Le monde ne suffit pas
Laura Gozlan, Pauline Bastard, Brice Dellsperger, Bertrand Lamarche, Marie Reinert, Ferenc Gröf (Société Réaliste), Maxime Bondu, Niek Van de Steeg, Babi Badalov, Thomas Tudoux. Julien Prévieux.
“The only important elements in any society are the artistic and the criminal, because they alone, by questioning the society’s values, can force it to change.”  Samuel R Delany, Empire Star
La définition du monde inclut en elle même la question de sa circonscription et de sa limite. L’action de définir, renvoyant elle même à la détermination des limites d’un objet. Le monde en tant qu’objet peut alors se définir sous deux aspects essentiels.
En englobant les notions de réalité, d’altérité et de subjectivité, la définition de monde met en place une dimension incluante/excluante. Le monde est à la fois la surface sur laquelle on vit, l’ensemble de la réalité et des phénomènes  perçues, donc appréhendable matériellement par les sens et par la technologie, mais aussi le contexte social et politique déterminé dans lequel évolue l’individu.
Le monde se résume donc dans un sens à ce qui est extérieur à soit, tout en sachant que nous en faisons partie. Poser la question de la suffisance du monde renvoie à un double questionnement, potentiellement contradictoire, du fait de la nature globale et totale du monde. Suffire se définit comme un élément «  constituant en soi le facteur déterminant d’un contentement, ou à l’obtention d’un effet attendu ». L’objet satisfaisant doit constituer un élément tel qu’il est possible de s’en contenter sans qu’il soit besoin d’autre chose.

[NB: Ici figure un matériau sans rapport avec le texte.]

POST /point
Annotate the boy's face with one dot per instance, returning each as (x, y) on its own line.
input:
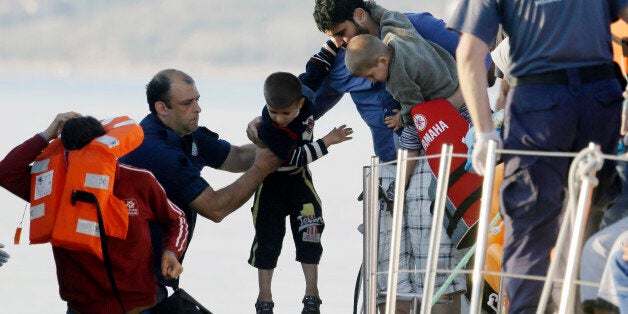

Hors le désir individuel, ne s’exprime a priori ni dans une démarche purement logique et rationnelle, ni dans le pragmatisme d’un cosmos ordonné.  Le désir n’a pas de limites et le monde en lui même constitue une tautologie néanmoins incomplète, entravant par sa propre définition la satisfaction : Le monde est une surface finie, et circonscrite répondant à des règles physiques, L’ego doit s’inscrire  et s’exprimer dans le cadre d’un contexte politique, moral et social déterminé. Le monde est restreint par la perception empirique et des sens, et difficilement appréhendable dans sa globalité par la raison.
Le désir comme la curiosité par sa nécessaire et impossible totale satisfaction, implique donc parfois un processus  de structuration, de fiction voire de Fantasme. A défaut de pouvoir interagir pleinement et directement dans le réel, s'impose la construction imaginaire consciente ou inconsciente et un processus de représentation. La représentation et l’image permettent depuis l’origine de produire des images « fausses » des simulacres ou des raccourcis de la réalité, permettant de l’appréhender ou de la cerner, voire de la transformer. Elle représente une forme de distanciation avec la réalité tangible et commune, qui comme la fiction met en place une construction qui n’a pas de modèle complet dans la réalité.
 « la science fiction traite de choses qui ne sont pas. La science fiction se limite à des possibilités compatibles avec la logique » Fredric Brown Elle procède de collages et de transformation du réel, d’invention de causalités permettant la mise en place d’une ontologie parallèle et potentielle en exploitant les procédés classiques du genre : novlangue, deus ex machina et planification, transformation d'échelle, démiurgie et totalitarisme, extrapolation temporelle, qui dans leurs tentatives d’affranchissement au réel proposant un ensemble des potentialités défiantes au pouvoir à l’autre et au monde.